Heydornia triffittae nov. comb. (Nukerbaeva & Svanbaev, 1973)

Synonyms:

• Isospora triffitti Nukerbaeva & Svanbaev, 1973

• Isospora triffittae (Nukerbaeva & Svanbaev, 1973) Levine 1985

• Hammondia triffittae (Nukerbaeva & Svanbaev, 1973) Gjerde & Dahlgren, 2011

TYPE HOSTS: Red fox (Vulpes vulpes) and arctic fox (Vulpes lagopus).

REMARKS: See Gjerde and Dahlgren (2011) for a comprehensive description of this species and its differentiation from Heydornia heydorni n. comb.

Oocysts: Gjerde and Dahlgren (2011) reported oocysts as 12·5 ± 0·7 × 10·9 ± 0·5 µm (10·3–15·2 × 9·3–12·8 µm, n = 900) with L: W ratio 1·15 ± 0·07 (1·00–1·49, n = 900)

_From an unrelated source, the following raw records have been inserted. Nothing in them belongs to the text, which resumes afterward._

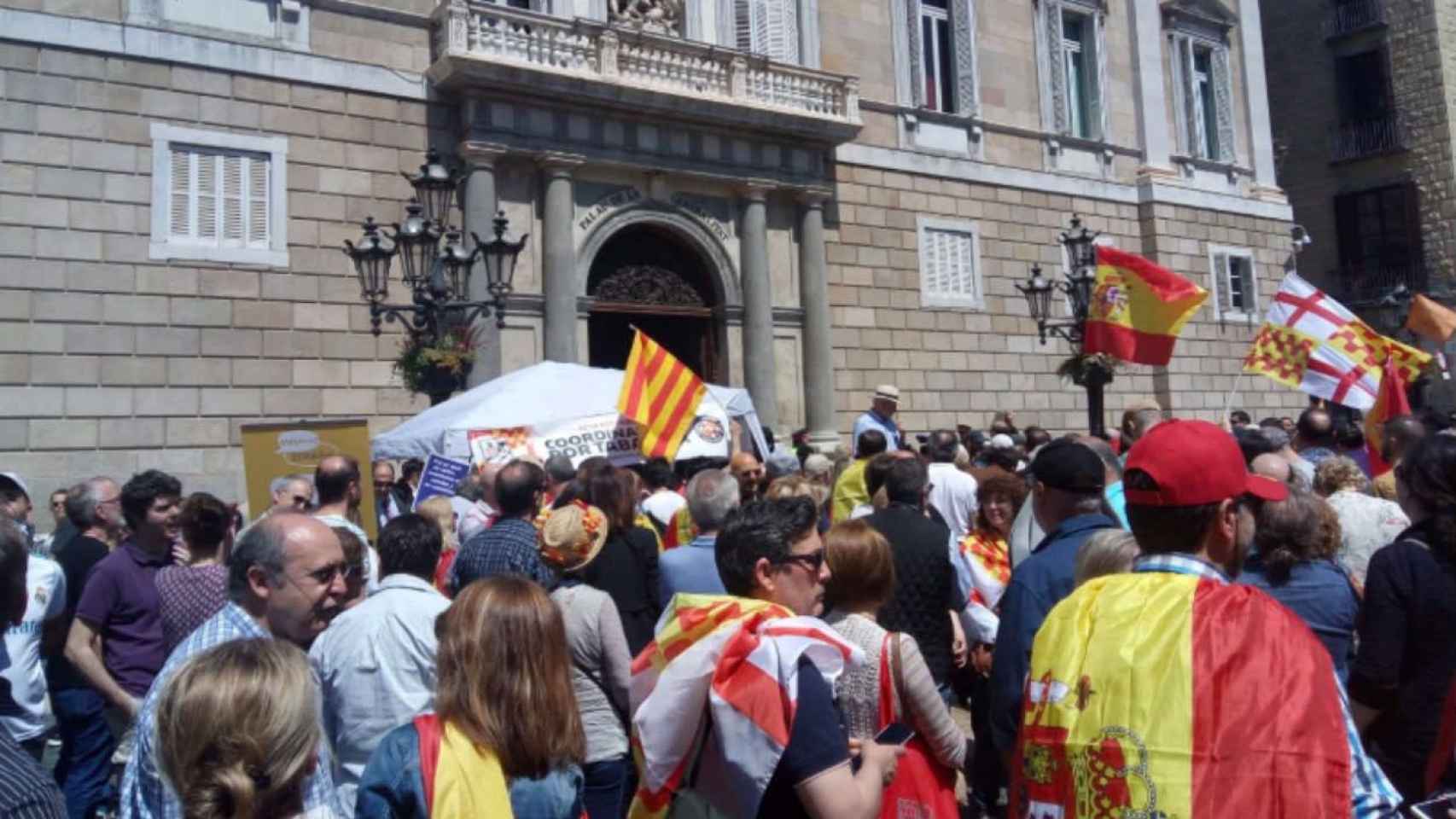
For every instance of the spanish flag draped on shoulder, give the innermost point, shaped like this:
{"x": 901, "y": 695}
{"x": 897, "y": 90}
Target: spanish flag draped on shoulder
{"x": 1138, "y": 309}
{"x": 660, "y": 393}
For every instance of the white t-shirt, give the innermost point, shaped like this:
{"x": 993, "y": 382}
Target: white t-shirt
{"x": 45, "y": 600}
{"x": 663, "y": 505}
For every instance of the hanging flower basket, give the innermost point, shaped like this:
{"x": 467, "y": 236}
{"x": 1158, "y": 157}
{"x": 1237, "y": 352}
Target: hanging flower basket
{"x": 437, "y": 369}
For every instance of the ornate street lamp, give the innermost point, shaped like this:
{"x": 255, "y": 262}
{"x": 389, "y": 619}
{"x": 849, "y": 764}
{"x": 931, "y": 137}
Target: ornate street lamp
{"x": 1086, "y": 371}
{"x": 435, "y": 266}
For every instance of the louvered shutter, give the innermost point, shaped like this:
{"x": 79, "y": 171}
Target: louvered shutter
{"x": 1056, "y": 66}
{"x": 258, "y": 202}
{"x": 183, "y": 194}
{"x": 1223, "y": 101}
{"x": 963, "y": 43}
{"x": 916, "y": 53}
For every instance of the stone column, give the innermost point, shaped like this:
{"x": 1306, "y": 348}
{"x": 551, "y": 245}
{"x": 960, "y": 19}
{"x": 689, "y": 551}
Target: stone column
{"x": 818, "y": 346}
{"x": 757, "y": 305}
{"x": 1148, "y": 76}
{"x": 559, "y": 262}
{"x": 480, "y": 204}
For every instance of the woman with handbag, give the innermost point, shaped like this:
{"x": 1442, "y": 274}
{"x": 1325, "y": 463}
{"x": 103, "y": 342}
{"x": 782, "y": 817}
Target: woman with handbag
{"x": 893, "y": 684}
{"x": 600, "y": 665}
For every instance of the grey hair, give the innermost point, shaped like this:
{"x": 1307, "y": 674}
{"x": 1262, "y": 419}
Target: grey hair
{"x": 711, "y": 495}
{"x": 1109, "y": 552}
{"x": 82, "y": 501}
{"x": 262, "y": 544}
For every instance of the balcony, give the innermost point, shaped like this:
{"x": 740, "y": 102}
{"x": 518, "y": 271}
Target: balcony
{"x": 1350, "y": 16}
{"x": 492, "y": 47}
{"x": 1367, "y": 137}
{"x": 1365, "y": 286}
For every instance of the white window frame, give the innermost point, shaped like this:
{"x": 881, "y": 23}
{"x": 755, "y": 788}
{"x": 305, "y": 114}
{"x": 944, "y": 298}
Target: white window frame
{"x": 942, "y": 300}
{"x": 1220, "y": 286}
{"x": 1054, "y": 68}
{"x": 165, "y": 247}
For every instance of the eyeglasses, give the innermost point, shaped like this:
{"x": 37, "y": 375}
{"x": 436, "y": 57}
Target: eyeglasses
{"x": 812, "y": 562}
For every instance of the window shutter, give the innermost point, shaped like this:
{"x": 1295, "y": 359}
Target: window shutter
{"x": 963, "y": 39}
{"x": 258, "y": 202}
{"x": 206, "y": 194}
{"x": 183, "y": 194}
{"x": 1223, "y": 99}
{"x": 1057, "y": 66}
{"x": 916, "y": 53}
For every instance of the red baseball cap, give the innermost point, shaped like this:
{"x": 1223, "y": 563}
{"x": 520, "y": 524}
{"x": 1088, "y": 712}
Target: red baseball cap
{"x": 1194, "y": 463}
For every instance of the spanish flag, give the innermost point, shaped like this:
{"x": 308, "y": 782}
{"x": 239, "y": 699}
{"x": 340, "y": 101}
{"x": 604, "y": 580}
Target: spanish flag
{"x": 1163, "y": 694}
{"x": 661, "y": 394}
{"x": 1138, "y": 309}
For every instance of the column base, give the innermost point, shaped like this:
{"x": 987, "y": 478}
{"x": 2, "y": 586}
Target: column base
{"x": 824, "y": 439}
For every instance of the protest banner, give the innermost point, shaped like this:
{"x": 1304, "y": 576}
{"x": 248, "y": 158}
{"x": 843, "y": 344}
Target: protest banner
{"x": 272, "y": 450}
{"x": 440, "y": 476}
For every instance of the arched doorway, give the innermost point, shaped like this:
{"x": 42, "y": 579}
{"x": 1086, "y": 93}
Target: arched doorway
{"x": 649, "y": 276}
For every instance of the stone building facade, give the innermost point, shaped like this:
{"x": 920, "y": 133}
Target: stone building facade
{"x": 1367, "y": 140}
{"x": 802, "y": 197}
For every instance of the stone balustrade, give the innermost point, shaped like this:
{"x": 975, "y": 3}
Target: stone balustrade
{"x": 599, "y": 53}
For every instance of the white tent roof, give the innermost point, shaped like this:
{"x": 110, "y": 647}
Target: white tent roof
{"x": 539, "y": 394}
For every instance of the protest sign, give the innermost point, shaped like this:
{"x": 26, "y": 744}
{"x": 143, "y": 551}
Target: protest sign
{"x": 440, "y": 476}
{"x": 274, "y": 450}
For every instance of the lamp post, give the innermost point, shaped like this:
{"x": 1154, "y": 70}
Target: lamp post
{"x": 1080, "y": 280}
{"x": 434, "y": 265}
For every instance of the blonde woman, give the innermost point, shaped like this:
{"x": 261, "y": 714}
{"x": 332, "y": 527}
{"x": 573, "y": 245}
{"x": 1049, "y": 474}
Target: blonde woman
{"x": 441, "y": 514}
{"x": 237, "y": 730}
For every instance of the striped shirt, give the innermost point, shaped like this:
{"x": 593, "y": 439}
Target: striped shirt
{"x": 144, "y": 793}
{"x": 25, "y": 790}
{"x": 1371, "y": 792}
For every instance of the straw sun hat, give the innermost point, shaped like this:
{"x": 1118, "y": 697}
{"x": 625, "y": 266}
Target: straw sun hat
{"x": 573, "y": 536}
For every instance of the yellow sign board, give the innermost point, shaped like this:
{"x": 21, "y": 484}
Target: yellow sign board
{"x": 272, "y": 450}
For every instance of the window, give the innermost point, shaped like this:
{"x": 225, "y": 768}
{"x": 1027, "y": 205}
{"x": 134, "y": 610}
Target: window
{"x": 769, "y": 28}
{"x": 1203, "y": 107}
{"x": 938, "y": 45}
{"x": 218, "y": 197}
{"x": 950, "y": 264}
{"x": 935, "y": 55}
{"x": 1235, "y": 288}
{"x": 1074, "y": 67}
{"x": 1379, "y": 231}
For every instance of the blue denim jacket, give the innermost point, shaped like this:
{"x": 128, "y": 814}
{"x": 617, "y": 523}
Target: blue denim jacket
{"x": 393, "y": 789}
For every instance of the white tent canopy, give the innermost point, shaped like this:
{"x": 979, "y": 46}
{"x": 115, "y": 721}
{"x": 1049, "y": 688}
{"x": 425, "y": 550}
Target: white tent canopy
{"x": 540, "y": 394}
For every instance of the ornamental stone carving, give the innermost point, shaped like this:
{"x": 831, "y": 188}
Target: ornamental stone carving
{"x": 657, "y": 16}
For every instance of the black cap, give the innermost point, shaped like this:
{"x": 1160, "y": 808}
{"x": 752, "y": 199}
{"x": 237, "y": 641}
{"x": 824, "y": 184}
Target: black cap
{"x": 1070, "y": 468}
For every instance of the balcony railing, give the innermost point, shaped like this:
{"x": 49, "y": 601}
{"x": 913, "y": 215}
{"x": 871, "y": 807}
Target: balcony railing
{"x": 1350, "y": 16}
{"x": 1367, "y": 137}
{"x": 1361, "y": 286}
{"x": 614, "y": 59}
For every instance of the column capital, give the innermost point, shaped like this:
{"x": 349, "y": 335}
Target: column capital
{"x": 756, "y": 189}
{"x": 814, "y": 197}
{"x": 559, "y": 165}
{"x": 482, "y": 154}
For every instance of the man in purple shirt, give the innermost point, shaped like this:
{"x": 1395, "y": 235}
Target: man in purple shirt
{"x": 115, "y": 641}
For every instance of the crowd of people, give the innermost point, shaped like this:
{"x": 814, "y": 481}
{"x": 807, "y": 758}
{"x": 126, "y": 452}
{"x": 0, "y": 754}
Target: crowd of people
{"x": 1179, "y": 620}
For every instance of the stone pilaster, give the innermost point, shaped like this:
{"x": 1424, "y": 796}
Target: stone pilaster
{"x": 757, "y": 305}
{"x": 559, "y": 261}
{"x": 818, "y": 346}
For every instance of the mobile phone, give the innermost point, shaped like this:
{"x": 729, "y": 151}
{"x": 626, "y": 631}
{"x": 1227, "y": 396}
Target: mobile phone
{"x": 1436, "y": 808}
{"x": 899, "y": 734}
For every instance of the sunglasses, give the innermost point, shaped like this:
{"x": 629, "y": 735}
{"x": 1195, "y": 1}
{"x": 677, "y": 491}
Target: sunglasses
{"x": 812, "y": 562}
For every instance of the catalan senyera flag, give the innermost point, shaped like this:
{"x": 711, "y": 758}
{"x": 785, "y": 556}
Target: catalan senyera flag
{"x": 1161, "y": 694}
{"x": 1138, "y": 309}
{"x": 1391, "y": 404}
{"x": 737, "y": 658}
{"x": 660, "y": 393}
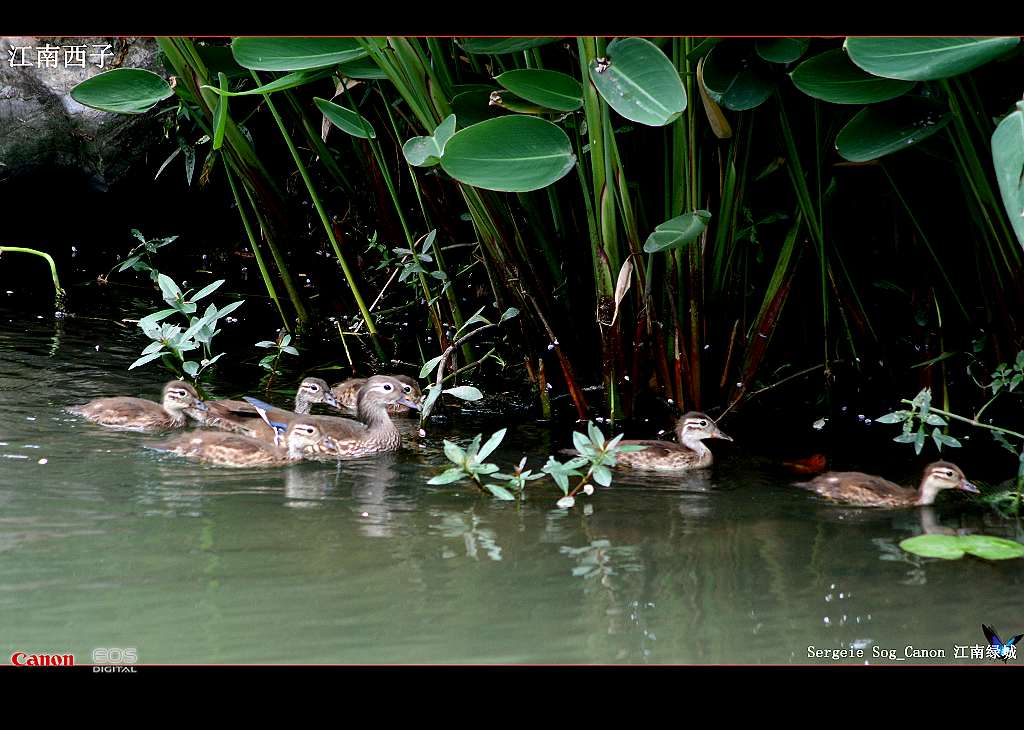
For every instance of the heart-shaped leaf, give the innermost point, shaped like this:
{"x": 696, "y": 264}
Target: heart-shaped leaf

In summary, Heydornia n. gen. is proposed for Hammondia species infecting canid DHs to resolve the well documented paraphyly of coccidia in the genus; the name-bearing type for the genus Hammondia, H. hammondi and H. pardalis both infect felid DHs and remain in the genus. The use of both nuclear and mitochondrial genetic loci was demonstrated to provide good resolution of most species in the Sarcocystidae; inclusion of additional, biologically diverse members of the subfamily Toxoplasmatinae that were not included in the current COI dataset, such as Besnoitia or Hyaloklossia spp., might help stabilise the rooting of the phylogenetic hypothesis for these parasites. Addition of some ‘primitive’ eimeriid coccidia, such as Goussia or Choleoeimeria spp., to the taxonomic outgroup might also promote stability of the rooting point within the Sarcocystidae for this genetic locus. The observations reported herein support the use of combined nu 18S rDNA and mt COI sequences for generating phylogenetic hypotheses that are likely to demonstrate stability of deeper nodes combined with fine resolution of terminal taxa.